Em apenas um segundo, diversos argumentos sobre quão idiota era a ideia de sair com o Byrnes me passaram pela cabeça. Primeiramente, ele era um professor! Mas então lembrei que, segundo o código, não havia nenhum problema ali. Eles não eram, realmente, professor e aluna visto que não compartilhavam nenhuma aula, portanto, ele não tinha poder acadêmico sobre ela.

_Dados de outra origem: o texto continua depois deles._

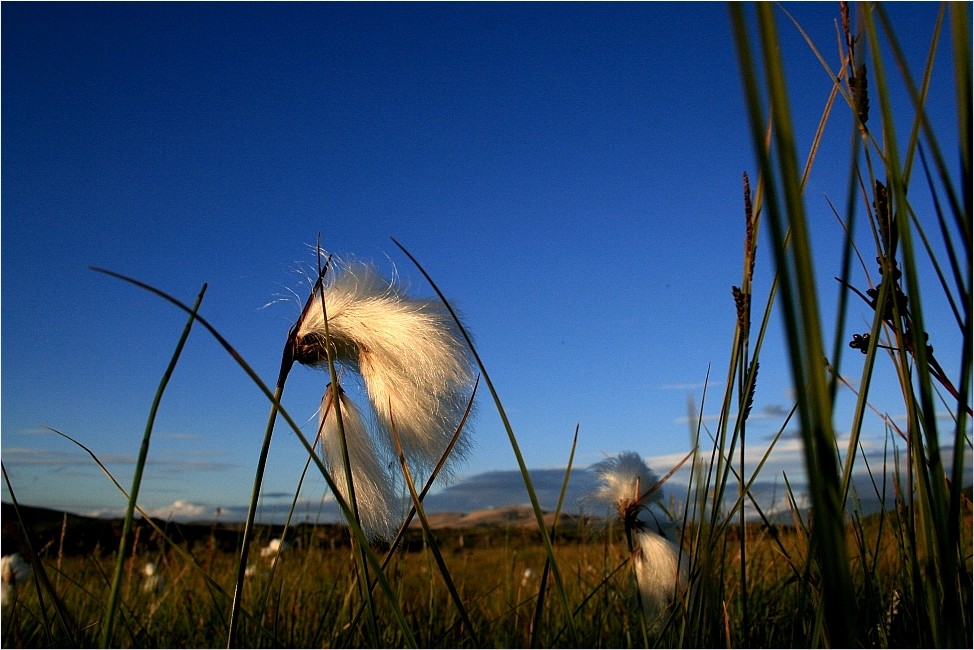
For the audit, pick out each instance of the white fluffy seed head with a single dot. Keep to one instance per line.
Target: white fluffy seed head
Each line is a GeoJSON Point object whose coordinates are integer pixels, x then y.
{"type": "Point", "coordinates": [625, 482]}
{"type": "Point", "coordinates": [14, 569]}
{"type": "Point", "coordinates": [660, 570]}
{"type": "Point", "coordinates": [375, 495]}
{"type": "Point", "coordinates": [626, 485]}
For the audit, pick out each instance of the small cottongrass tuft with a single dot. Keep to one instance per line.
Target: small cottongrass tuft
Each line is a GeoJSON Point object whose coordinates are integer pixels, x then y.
{"type": "Point", "coordinates": [154, 583]}
{"type": "Point", "coordinates": [628, 486]}
{"type": "Point", "coordinates": [14, 570]}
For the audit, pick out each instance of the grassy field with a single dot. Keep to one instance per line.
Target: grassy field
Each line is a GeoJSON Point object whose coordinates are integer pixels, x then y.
{"type": "Point", "coordinates": [831, 577]}
{"type": "Point", "coordinates": [307, 596]}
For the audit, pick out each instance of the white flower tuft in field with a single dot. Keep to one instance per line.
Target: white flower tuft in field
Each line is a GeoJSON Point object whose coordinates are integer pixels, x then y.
{"type": "Point", "coordinates": [14, 571]}
{"type": "Point", "coordinates": [154, 583]}
{"type": "Point", "coordinates": [417, 372]}
{"type": "Point", "coordinates": [627, 485]}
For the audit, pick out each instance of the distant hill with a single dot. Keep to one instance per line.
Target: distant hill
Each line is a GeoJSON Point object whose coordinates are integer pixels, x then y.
{"type": "Point", "coordinates": [53, 531]}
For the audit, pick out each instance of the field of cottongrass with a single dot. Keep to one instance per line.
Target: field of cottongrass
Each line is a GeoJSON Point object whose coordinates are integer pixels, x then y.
{"type": "Point", "coordinates": [830, 577]}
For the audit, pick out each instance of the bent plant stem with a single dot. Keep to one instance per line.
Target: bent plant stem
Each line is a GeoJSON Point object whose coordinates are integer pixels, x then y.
{"type": "Point", "coordinates": [109, 620]}
{"type": "Point", "coordinates": [431, 539]}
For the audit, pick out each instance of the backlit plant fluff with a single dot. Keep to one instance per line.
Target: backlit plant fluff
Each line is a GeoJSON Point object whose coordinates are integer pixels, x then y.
{"type": "Point", "coordinates": [627, 485]}
{"type": "Point", "coordinates": [416, 369]}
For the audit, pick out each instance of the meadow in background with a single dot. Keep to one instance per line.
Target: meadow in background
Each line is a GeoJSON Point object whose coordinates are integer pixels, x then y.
{"type": "Point", "coordinates": [829, 577]}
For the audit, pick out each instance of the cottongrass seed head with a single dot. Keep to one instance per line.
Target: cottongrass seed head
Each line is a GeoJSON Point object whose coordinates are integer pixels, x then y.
{"type": "Point", "coordinates": [417, 371]}
{"type": "Point", "coordinates": [626, 485]}
{"type": "Point", "coordinates": [14, 570]}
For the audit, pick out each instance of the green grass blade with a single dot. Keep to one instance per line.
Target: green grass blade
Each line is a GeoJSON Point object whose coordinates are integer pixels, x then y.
{"type": "Point", "coordinates": [108, 623]}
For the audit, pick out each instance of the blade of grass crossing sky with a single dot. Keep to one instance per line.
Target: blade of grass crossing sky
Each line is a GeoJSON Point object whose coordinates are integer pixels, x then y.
{"type": "Point", "coordinates": [800, 312]}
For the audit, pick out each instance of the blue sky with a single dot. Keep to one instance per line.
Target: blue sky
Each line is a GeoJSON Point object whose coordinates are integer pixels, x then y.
{"type": "Point", "coordinates": [570, 175]}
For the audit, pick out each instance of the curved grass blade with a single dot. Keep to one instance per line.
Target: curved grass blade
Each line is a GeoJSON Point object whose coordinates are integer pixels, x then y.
{"type": "Point", "coordinates": [108, 623]}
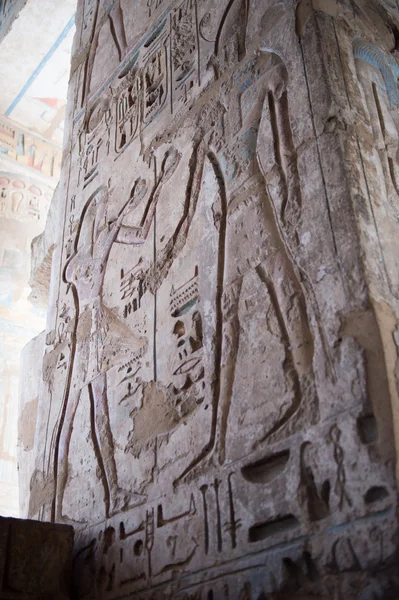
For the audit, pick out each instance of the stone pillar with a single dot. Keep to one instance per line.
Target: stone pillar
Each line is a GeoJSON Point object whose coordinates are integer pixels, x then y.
{"type": "Point", "coordinates": [220, 402]}
{"type": "Point", "coordinates": [24, 201]}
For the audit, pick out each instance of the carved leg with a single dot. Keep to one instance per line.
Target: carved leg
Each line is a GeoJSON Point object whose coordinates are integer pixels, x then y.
{"type": "Point", "coordinates": [288, 302]}
{"type": "Point", "coordinates": [118, 30]}
{"type": "Point", "coordinates": [62, 449]}
{"type": "Point", "coordinates": [231, 337]}
{"type": "Point", "coordinates": [115, 499]}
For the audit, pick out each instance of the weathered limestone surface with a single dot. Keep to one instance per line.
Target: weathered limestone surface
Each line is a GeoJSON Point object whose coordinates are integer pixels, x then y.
{"type": "Point", "coordinates": [219, 399]}
{"type": "Point", "coordinates": [29, 390]}
{"type": "Point", "coordinates": [9, 10]}
{"type": "Point", "coordinates": [36, 560]}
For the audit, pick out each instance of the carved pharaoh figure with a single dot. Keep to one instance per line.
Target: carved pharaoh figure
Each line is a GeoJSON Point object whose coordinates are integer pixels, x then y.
{"type": "Point", "coordinates": [100, 341]}
{"type": "Point", "coordinates": [262, 141]}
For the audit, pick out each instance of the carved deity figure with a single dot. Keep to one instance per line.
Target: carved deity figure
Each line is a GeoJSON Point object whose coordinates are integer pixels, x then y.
{"type": "Point", "coordinates": [262, 141]}
{"type": "Point", "coordinates": [101, 341]}
{"type": "Point", "coordinates": [378, 73]}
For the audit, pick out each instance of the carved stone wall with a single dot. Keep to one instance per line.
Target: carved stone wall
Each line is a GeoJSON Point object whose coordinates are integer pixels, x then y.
{"type": "Point", "coordinates": [36, 560]}
{"type": "Point", "coordinates": [219, 398]}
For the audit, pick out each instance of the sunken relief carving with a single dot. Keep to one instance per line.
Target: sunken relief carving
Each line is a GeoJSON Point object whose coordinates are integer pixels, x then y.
{"type": "Point", "coordinates": [206, 367]}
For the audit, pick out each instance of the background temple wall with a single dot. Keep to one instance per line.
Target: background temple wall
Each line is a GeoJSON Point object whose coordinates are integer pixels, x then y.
{"type": "Point", "coordinates": [219, 400]}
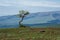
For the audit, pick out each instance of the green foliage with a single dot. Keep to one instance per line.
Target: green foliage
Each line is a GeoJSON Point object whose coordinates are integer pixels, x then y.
{"type": "Point", "coordinates": [22, 14]}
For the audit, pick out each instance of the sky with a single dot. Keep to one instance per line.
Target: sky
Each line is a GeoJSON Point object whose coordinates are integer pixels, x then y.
{"type": "Point", "coordinates": [12, 7]}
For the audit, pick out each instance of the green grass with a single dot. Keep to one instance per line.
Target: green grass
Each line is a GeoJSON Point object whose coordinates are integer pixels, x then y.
{"type": "Point", "coordinates": [30, 34]}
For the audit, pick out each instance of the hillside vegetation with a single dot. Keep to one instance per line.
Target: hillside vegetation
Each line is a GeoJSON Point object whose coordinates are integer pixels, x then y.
{"type": "Point", "coordinates": [30, 34]}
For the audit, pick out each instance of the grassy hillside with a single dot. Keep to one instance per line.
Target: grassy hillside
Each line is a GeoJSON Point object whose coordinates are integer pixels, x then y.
{"type": "Point", "coordinates": [30, 34]}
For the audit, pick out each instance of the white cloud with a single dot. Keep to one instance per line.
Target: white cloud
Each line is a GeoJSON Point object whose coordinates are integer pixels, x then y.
{"type": "Point", "coordinates": [30, 3]}
{"type": "Point", "coordinates": [40, 3]}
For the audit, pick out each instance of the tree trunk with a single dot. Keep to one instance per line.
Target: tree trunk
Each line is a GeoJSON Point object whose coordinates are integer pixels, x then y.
{"type": "Point", "coordinates": [21, 20]}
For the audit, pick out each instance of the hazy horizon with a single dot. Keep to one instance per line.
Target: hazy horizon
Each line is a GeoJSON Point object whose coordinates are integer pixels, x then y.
{"type": "Point", "coordinates": [12, 7]}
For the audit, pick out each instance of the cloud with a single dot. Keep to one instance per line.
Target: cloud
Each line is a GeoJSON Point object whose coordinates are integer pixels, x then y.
{"type": "Point", "coordinates": [40, 3]}
{"type": "Point", "coordinates": [30, 3]}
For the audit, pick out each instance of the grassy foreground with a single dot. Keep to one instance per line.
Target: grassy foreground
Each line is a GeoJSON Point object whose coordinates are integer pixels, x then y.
{"type": "Point", "coordinates": [30, 34]}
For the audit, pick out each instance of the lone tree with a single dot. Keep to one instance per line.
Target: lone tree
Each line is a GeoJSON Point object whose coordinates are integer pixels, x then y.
{"type": "Point", "coordinates": [22, 14]}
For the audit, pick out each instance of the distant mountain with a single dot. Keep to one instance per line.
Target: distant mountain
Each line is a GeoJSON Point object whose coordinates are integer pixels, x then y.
{"type": "Point", "coordinates": [39, 18]}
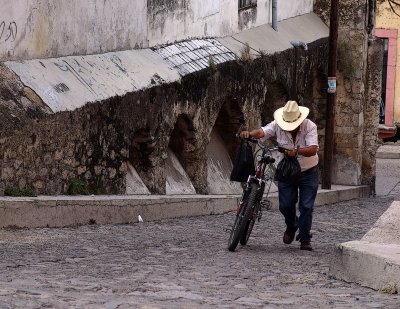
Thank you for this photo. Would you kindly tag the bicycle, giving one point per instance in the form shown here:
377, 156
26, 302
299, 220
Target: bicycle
251, 202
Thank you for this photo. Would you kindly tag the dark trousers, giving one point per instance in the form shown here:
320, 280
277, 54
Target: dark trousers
304, 191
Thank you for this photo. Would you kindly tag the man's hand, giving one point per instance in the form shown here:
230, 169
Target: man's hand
244, 134
290, 152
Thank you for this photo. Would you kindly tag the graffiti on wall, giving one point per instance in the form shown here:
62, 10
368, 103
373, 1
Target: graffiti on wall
8, 32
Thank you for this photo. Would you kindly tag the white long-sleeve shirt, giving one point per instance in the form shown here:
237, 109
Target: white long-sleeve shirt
306, 136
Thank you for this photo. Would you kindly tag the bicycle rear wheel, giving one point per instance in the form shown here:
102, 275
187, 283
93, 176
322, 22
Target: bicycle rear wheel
239, 225
255, 205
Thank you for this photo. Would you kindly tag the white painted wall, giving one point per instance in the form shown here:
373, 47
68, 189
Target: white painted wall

Pegava meio mal, mas não era tão raro quanto se pode imaginar. Então pensei: ele é bem mais velho que ela! Sim, Alicia tinha vinte e um como eu, e Andrew vinte e oito. Mas sinceramente, qual garota universitária recusaria um professor alto, bonitão e estrangeiro que tem um carro esportivo e conseguiu um trabalho na Columbia antes dos 30? Ainda que ele fosse um merda, ele era aquele cocô de civeta que dá origem ao Kopi Luwak, o café mais caro do mundo, e eu era no máximo um cocô de gato. Mas a pior parte de todas é que Andrew era um cara bem agradável de se ter por perto.